会津部に入部しないと心臓が締め付けられるという呪いをかけられた俺を見て、ヒロコ先生は言う。
「ユウトくん。貴方は、この部活に必要な人間なのよ。お願い。どうかこの部活の部員になって…」
「だから、なんで俺なんだよ!?」
そう絶叫する俺に、ミコは一言。
「アンタが入部すれば、人数が揃うのよ。そしたら、改めて会津部は部活動を正式に始められるってワケ」
「ただの人数合わせかよ!だったら他の奴を入れろよ!」
すると、部長であるユカは
「ユウトくんでなければ駄目なんだ…人数合わせなんかじゃない…」
「だから、なんで俺なんだよ!
何度も同じことを問わせるなよ!」
すると、ヒロコ先生は
「それは、これから分かっていくと思うわ。
全てはね、宇宙の意志なのよ。
宇宙のエネルギーが、ユウトくんをこの部活へと導いたというわけなのよ」
意味わかんねぇえええっ!
「あ、ちなみに、この私。
保健室の先生であるヒロコ先生が、この会津部の顧問よ。
よろしくね~」
「なんで保健室の先生が部活の顧問やってんだよ!」
「全ては、この会津部を作るため。
私はその決意のもと、校長に色じがけ…いや、真剣に懇願して、この部活を作ったのよ~」
「そもそも、なんだよ会津部って!?
女のサムライ、鉄道マニア、巫女、常に食ってる女、そのメイド…
そんなヤツらを集めて何しようってんだよ!」
すると、ユカが腕組みをして言う。
「全ては、会津の為だ!」
「会津の為?なんだよそれ」
「会津部とは、歴史、神社仏閣、鉄道、グルメなど、様々な魅力がある。
それらを再発見するのが、この部活のメイン活動なんだ」
そんなもん知らねぇし」
すると、ユカは俺を見据える。
「私は…ユウトくんが知っての通り、元々はいじめられっ子だった。
しかし、この会津の歴史に触れた時に、強くあらねばと決心することができた。
そして私は、こうして強くなることができた…」
イケメン男装女子で、なおかつ鉄道マニアであるレツも
「ボクは、会津の鉄道はとても魅力的だと思う。
他の地域にはない、深いものを日々感じているんだ」
ゴスロリ巫女であるミコは
「私は、会津の神社と仏閣が大好きなの。
古くから人々の信仰と共にあったそれらに触れると、とても心が清んでいくの」
人に呪いをかける奴が何を言ってんだよ。
タベコも、メイドから手渡された巨大なおにぎりを頬張りながら
「会津はね、美味しい食べ物がイッパイあるんだよぉ~
まず、水と米が美味しい。
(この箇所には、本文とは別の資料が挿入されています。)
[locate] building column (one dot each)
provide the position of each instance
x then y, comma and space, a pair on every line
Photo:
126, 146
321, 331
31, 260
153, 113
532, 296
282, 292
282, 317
これまさに最強なんだよぉ~」
ああもう…
俺はため息をつきながら言う。
「で?会津部ってのは、結局なにをする部活なんだよ」
ヒロコ先生は、メガネをクイッと上げる。
「よくぞ聞いてくれたわね!
会津部は、基本、平日は自由!
この部室で、各自好きなことをやってればいいの!
『会津の魅力を研究する』という名目で、まぁ自由にしてればいいのよ」
ゆるいなオイ!
「本格的な活動は、主に休日に行われるわ。
どんな活動かは、その時になってのお楽しみぃ~」
…休日が潰れた…
俺は心底、絶望するしかなかった。